If the username does not exist, the function will continue to add the new user to the database, firstly hashing the users password, then run an insert query. Again, using Postman to test this endpoint.
Following this I then created a simple info function, which would take the cookie value (which is the users id), run a query to select user information, and then return the result so we can then use this to display on our frontend.
In-order to use our api from a browser, I will need to setup basic CORS policies, to do this I will use an Express middleware "cors" and set up to allow credentials, and allow-origins of http://localhost & null.
I considered my options, I could have used various frameworks for this, but I decided as the task says "simple", I kept everything in one place.
In-order to render out a html template, I used EJS, a lightweight yet powerful view-engine for nodejs.
I then created 4 new endpoints in our index.js. /index, /home, /register, /logout. As we're creating a basic authentication system, I simply made sure that /home was not accessible without a cookie, and also /index & /register was only accessible without a cookie.
Then I created a new file inside the views directory "index.ejs".
In here is all our html for the login page, I also do all the JavaScript within the template files to send requests to our API using JavaScript Fetch. For ease, I also used bootstrap CSS CDN.
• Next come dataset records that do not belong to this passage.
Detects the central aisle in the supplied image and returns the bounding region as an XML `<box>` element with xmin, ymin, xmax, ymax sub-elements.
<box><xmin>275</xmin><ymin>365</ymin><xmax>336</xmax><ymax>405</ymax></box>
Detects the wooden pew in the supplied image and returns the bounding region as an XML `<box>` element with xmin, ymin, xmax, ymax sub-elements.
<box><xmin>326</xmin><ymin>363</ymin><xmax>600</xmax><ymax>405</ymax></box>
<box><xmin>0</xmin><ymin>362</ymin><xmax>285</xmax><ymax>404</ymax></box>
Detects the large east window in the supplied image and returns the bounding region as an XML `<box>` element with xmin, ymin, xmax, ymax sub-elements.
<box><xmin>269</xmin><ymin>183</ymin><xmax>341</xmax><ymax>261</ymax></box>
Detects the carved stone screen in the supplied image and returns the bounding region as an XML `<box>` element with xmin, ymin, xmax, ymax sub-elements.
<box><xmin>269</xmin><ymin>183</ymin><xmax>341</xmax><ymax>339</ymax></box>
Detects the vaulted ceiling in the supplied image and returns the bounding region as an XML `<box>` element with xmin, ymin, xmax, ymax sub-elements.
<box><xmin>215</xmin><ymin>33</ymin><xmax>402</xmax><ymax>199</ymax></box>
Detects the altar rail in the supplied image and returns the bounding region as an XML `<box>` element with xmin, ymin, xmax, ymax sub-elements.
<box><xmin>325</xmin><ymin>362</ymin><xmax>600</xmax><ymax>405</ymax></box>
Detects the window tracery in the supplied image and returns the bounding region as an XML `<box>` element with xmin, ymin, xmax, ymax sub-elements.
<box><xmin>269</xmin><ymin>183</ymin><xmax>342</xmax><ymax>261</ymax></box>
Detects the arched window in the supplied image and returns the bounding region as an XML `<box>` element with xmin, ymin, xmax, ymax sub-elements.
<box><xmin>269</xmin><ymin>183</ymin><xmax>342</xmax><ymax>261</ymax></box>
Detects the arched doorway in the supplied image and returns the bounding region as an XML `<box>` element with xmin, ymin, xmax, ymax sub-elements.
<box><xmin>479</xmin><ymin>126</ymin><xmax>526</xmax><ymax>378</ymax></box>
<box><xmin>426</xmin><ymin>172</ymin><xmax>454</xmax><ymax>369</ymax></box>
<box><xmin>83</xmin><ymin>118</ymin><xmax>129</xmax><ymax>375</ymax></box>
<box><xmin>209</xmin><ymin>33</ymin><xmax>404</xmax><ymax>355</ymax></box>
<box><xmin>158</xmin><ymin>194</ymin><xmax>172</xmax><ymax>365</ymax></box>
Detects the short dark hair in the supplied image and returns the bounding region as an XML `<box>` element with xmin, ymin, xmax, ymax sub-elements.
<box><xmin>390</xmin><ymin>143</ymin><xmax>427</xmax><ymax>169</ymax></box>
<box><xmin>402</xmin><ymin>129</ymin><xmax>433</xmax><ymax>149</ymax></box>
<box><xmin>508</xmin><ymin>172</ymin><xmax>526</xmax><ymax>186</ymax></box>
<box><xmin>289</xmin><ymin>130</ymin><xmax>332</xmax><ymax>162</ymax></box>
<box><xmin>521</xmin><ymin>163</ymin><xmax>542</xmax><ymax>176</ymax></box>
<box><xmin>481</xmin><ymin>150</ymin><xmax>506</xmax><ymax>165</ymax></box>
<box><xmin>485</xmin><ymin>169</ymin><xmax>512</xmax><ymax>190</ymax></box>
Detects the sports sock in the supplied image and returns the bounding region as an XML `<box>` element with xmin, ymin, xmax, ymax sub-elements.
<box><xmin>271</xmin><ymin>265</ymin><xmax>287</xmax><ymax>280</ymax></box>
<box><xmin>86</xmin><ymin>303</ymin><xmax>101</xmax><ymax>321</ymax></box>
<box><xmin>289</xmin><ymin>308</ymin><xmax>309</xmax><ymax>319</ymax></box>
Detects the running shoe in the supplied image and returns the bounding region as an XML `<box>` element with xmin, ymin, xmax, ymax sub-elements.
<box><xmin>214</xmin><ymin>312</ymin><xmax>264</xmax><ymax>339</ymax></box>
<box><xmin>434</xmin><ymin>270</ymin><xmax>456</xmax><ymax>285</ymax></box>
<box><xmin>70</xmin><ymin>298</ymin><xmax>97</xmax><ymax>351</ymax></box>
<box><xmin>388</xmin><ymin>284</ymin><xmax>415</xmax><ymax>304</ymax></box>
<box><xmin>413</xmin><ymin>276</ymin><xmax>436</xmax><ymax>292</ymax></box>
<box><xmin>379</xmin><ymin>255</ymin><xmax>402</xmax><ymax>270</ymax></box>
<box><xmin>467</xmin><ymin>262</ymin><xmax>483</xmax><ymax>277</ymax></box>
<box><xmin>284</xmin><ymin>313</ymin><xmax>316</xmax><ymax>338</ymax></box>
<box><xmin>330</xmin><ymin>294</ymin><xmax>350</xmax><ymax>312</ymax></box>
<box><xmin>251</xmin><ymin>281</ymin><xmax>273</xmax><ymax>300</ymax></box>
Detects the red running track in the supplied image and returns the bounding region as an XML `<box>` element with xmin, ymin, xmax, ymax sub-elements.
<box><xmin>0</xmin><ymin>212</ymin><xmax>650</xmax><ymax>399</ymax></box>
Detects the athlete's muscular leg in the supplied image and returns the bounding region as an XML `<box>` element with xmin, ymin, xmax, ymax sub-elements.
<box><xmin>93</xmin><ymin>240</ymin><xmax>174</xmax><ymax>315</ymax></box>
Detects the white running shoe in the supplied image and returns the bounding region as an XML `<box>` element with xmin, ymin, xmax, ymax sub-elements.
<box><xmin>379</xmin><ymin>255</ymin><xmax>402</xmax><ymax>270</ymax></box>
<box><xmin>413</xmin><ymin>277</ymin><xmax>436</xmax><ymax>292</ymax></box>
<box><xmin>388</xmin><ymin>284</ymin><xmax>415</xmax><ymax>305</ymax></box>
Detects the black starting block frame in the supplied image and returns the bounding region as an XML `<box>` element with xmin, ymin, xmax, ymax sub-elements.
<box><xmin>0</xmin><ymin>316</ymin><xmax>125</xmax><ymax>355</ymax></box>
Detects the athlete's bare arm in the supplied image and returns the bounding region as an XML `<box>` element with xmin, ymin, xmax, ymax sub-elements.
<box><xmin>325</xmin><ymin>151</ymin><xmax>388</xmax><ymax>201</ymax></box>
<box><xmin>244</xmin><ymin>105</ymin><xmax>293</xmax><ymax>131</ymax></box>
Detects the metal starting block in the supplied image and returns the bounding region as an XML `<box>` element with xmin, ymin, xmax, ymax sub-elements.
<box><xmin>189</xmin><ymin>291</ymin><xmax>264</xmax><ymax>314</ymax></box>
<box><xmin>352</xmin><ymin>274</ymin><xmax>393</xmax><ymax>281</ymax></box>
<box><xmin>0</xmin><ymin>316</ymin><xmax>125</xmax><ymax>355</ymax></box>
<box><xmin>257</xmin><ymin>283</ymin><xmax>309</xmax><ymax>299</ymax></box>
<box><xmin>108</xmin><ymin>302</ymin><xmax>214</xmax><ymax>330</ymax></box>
I now have a form with 2 inputs, and 2 buttons, one button to login, and another to go-to the register page.
I began writing the Login function within the index.ejs file, when the form is submit, I need to prevent default browser behaviour, I then need to get the values from the inputs, and prepare a JSON body to send to our API. I then send a request to the api, the api returns a JSON result which has the following data; Result (int), Message (string). If the result is > 0, it will provide a successful authentication, the message will also indicate this. I output the message to the DOM with an id of "Message", simply setting the innerHTML. If the login is successful, along with the message, the page will automatically redirect you to the /home.
After Login, I wrote the register page, again very similar style, it contains 5 inputs, username, password, confirm password, firstname, lastname.
Upon form submit, I prevent the browsers default behaviour, and then get the values of all the inputs, before making a request to the api, I need to check the Password is identical to Confirm Password. Doing this will prevent the user making a mistake within their password.
Once the passwords match, I will then make a JSON object of the data and send a request to the api, I will then deal with the response from the request the same way I did previously with the login, output a message to the DOM.
Once a user has authenticated, they will be redirected to /home, on this page you will see a welcome message, full name, login request time and also a logout button. Every 10seconds interval there is a heartbeat request sent to the server, this will tell our frontend if the users cookie is still valid, it will also return the users information.
To log the user out, I simply send a request to the /api/users/logout, the server then clears the cookie and sends a response, following the response, the user will be redirected to /index.
Thank you for your time. Ryan Williams.